The project is not without its
critics. Not everyone in the villages is part of it,
and private doctors have been scornful about how effective
the tais can be. But Dr Antia firmly believes
that medicine has been unduly mystified and that 70
per cent of a village's healthcare needs can be adequately
met by the community itself. A joint report of the Indian
Council for Social Sciences and Indian Council for Medical
Research, in which FRCH had played a major role, made
just this point way back in the 1970s.
Since several health policies
over the years have simply not delivered good health
to large parts of rural India, even as unaffordable,
private 'super-speciality' hospitals spring up in towns
and cities, alternatives such as these are worth following
up. "Ill health is a disease of poverty,"
believes Dr Antia.

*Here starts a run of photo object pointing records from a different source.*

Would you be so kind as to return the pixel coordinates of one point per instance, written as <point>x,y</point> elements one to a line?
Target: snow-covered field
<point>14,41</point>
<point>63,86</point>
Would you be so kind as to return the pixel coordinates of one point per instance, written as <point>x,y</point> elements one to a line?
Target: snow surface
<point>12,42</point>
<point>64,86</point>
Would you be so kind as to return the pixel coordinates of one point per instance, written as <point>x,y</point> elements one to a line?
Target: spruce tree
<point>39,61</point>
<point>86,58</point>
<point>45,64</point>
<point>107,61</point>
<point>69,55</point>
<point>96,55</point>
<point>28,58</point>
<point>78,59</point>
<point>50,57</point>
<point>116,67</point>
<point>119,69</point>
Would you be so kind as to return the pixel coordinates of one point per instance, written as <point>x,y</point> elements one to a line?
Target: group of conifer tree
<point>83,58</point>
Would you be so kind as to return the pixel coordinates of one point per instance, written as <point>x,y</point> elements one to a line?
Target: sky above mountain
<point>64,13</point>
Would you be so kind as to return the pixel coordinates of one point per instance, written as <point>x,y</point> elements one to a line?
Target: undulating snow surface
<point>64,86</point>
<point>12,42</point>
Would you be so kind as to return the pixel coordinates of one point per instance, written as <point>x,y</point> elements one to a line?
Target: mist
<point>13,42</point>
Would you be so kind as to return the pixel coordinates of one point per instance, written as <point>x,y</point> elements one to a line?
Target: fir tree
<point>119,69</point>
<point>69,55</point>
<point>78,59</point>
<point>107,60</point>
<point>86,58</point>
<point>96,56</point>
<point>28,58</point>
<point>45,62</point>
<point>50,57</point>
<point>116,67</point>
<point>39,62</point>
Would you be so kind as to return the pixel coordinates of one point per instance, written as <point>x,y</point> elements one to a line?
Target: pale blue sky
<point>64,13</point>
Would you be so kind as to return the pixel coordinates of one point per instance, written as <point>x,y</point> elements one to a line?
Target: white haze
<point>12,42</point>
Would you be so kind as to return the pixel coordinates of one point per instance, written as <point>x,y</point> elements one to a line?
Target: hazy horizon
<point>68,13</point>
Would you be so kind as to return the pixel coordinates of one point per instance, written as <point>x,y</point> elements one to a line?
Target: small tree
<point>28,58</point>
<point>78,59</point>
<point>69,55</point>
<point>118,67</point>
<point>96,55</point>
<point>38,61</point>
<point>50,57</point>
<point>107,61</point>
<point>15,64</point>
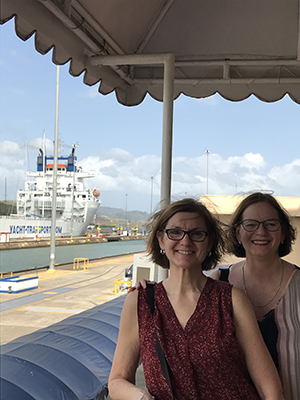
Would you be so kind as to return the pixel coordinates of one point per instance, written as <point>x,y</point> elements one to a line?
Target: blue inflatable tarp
<point>70,360</point>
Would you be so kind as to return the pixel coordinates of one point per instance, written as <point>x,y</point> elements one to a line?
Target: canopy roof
<point>233,47</point>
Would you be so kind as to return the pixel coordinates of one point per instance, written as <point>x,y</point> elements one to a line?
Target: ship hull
<point>38,227</point>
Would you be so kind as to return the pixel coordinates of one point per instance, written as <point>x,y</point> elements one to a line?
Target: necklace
<point>277,290</point>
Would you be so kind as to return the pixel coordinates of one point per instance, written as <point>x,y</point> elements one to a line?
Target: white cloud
<point>118,172</point>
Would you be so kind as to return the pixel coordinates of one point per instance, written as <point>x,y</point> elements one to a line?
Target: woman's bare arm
<point>121,382</point>
<point>259,362</point>
<point>142,284</point>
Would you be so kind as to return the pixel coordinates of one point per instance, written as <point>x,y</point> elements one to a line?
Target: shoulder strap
<point>150,297</point>
<point>224,274</point>
<point>161,355</point>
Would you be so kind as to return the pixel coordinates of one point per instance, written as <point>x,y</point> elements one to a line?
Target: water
<point>22,259</point>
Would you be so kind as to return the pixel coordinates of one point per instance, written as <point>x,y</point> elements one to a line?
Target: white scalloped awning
<point>233,47</point>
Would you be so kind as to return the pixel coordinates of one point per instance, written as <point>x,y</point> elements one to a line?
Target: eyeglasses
<point>270,225</point>
<point>195,235</point>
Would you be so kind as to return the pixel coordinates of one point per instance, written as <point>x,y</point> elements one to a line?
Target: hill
<point>111,213</point>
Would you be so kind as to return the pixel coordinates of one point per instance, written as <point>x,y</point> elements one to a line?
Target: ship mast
<point>54,188</point>
<point>73,188</point>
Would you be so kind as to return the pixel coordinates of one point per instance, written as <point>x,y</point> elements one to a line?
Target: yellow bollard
<point>76,263</point>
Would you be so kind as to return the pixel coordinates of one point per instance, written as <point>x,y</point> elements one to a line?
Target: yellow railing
<point>76,263</point>
<point>119,282</point>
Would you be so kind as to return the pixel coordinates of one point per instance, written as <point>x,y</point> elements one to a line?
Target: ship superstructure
<point>76,204</point>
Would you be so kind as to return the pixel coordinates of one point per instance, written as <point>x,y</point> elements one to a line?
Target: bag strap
<point>161,355</point>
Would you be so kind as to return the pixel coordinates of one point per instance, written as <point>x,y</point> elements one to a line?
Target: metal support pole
<point>54,188</point>
<point>168,60</point>
<point>166,159</point>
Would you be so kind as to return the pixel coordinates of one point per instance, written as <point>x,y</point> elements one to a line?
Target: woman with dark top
<point>261,232</point>
<point>206,328</point>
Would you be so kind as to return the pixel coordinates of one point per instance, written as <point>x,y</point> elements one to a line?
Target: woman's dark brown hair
<point>159,220</point>
<point>233,245</point>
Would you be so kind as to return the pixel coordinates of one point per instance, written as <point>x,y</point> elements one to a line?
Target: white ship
<point>76,205</point>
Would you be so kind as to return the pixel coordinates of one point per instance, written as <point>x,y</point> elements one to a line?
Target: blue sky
<point>254,145</point>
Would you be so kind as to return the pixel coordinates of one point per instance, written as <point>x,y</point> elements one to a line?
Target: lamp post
<point>207,152</point>
<point>152,177</point>
<point>126,211</point>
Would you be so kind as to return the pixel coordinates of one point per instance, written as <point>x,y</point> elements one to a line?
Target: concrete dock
<point>60,294</point>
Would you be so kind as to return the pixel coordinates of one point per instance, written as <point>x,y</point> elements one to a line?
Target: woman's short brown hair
<point>236,248</point>
<point>159,220</point>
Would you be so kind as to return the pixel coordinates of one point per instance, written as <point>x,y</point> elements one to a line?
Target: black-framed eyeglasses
<point>196,235</point>
<point>270,225</point>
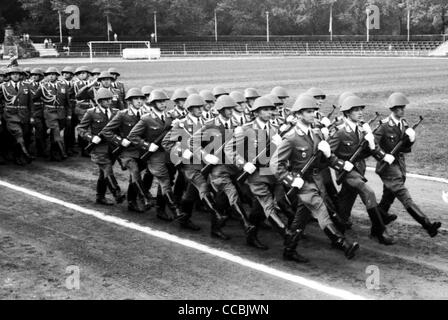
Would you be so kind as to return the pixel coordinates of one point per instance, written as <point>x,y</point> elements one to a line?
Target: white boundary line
<point>339,293</point>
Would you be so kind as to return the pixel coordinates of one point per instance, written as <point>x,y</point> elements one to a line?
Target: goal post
<point>116,48</point>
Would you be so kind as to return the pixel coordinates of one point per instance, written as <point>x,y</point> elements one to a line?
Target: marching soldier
<point>393,129</point>
<point>90,128</point>
<point>40,129</point>
<point>18,107</point>
<point>147,135</point>
<point>57,111</point>
<point>344,143</point>
<point>297,148</point>
<point>191,166</point>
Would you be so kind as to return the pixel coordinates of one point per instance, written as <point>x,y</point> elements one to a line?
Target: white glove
<point>212,159</point>
<point>125,143</point>
<point>325,132</point>
<point>389,159</point>
<point>153,147</point>
<point>249,168</point>
<point>348,166</point>
<point>96,140</point>
<point>371,140</point>
<point>325,148</point>
<point>298,183</point>
<point>366,128</point>
<point>411,134</point>
<point>187,154</point>
<point>326,122</point>
<point>277,140</point>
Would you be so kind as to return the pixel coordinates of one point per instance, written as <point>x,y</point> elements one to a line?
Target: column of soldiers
<point>233,154</point>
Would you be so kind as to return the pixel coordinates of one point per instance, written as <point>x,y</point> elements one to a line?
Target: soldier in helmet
<point>295,150</point>
<point>391,131</point>
<point>147,136</point>
<point>117,131</point>
<point>210,99</point>
<point>90,128</point>
<point>82,74</point>
<point>344,143</point>
<point>191,151</point>
<point>55,96</point>
<point>18,107</point>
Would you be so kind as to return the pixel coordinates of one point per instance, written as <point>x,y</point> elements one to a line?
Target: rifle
<point>398,146</point>
<point>358,152</point>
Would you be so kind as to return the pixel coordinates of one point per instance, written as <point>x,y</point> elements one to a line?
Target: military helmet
<point>191,90</point>
<point>207,95</point>
<point>147,90</point>
<point>316,92</point>
<point>304,102</point>
<point>237,96</point>
<point>280,92</point>
<point>134,93</point>
<point>158,95</point>
<point>224,102</point>
<point>397,99</point>
<point>113,71</point>
<point>82,69</point>
<point>219,91</point>
<point>52,70</point>
<point>194,100</point>
<point>352,102</point>
<point>103,94</point>
<point>105,75</point>
<point>251,93</point>
<point>68,70</point>
<point>14,70</point>
<point>262,102</point>
<point>37,71</point>
<point>179,94</point>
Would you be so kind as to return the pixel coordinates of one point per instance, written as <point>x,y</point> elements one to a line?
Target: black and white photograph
<point>222,156</point>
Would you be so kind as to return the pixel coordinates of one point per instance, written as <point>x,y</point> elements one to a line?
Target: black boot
<point>431,227</point>
<point>291,240</point>
<point>379,231</point>
<point>338,241</point>
<point>115,189</point>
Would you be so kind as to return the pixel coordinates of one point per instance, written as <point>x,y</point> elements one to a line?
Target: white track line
<point>339,293</point>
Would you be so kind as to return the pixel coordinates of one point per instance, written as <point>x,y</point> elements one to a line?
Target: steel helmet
<point>113,71</point>
<point>179,94</point>
<point>105,75</point>
<point>194,100</point>
<point>207,95</point>
<point>68,70</point>
<point>237,96</point>
<point>147,90</point>
<point>280,92</point>
<point>219,91</point>
<point>14,70</point>
<point>191,90</point>
<point>134,93</point>
<point>352,102</point>
<point>224,102</point>
<point>37,71</point>
<point>397,99</point>
<point>316,92</point>
<point>82,69</point>
<point>262,102</point>
<point>158,95</point>
<point>304,102</point>
<point>343,96</point>
<point>52,70</point>
<point>103,94</point>
<point>251,93</point>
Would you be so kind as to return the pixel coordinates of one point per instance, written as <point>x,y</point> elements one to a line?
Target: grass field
<point>425,81</point>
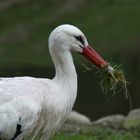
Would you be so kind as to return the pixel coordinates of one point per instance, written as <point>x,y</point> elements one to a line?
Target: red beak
<point>94,57</point>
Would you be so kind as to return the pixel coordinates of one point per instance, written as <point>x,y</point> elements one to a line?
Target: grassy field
<point>100,133</point>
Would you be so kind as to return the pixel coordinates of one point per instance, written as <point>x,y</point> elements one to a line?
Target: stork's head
<point>70,38</point>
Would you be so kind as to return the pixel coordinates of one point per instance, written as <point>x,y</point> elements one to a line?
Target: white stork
<point>34,108</point>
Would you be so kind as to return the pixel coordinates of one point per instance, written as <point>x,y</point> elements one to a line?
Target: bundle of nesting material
<point>112,80</point>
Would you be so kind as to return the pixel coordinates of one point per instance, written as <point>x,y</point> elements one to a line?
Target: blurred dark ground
<point>111,26</point>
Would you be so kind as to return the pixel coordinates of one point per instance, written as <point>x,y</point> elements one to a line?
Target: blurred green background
<point>112,27</point>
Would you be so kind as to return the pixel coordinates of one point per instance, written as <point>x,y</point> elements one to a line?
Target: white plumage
<point>36,107</point>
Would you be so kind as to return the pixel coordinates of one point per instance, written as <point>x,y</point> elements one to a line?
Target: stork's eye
<point>80,39</point>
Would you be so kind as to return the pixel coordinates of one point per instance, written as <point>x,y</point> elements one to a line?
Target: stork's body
<point>37,107</point>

Good, affordable healthcare will
automatically see an upswing in the development index.
"FRCH works on the premise
that a cadre of village health functionaries can help
overcome the limitations that exist in providing comprehensive
community healthcare," says Jasmine Pavri, senior
programme officer, Sir Dorabji Tata Trust. "The
Foundation has been able to implement a new people-based,
decentralised village health and medical care model.
This approach resonates with the Dorabji Tata Trust's
thinking on the issue." The Trust has been working
with FRCH for about 13 years and has given the organisation
Rs 48.5 lakh during this period.
The big question is: will
the Parinche project be self-perpetuating? FRCH cannot
be involved here indefinitely. Dr Antia is depending
on panchayati raj, which became law in 1993,
to do the trick. Health is one of the 29 subjects that
zilla parishads now control. In other words,
village communities now have the resources to initiate
their own healthcare systems. The tais of Parinche
have shown just how this can be done.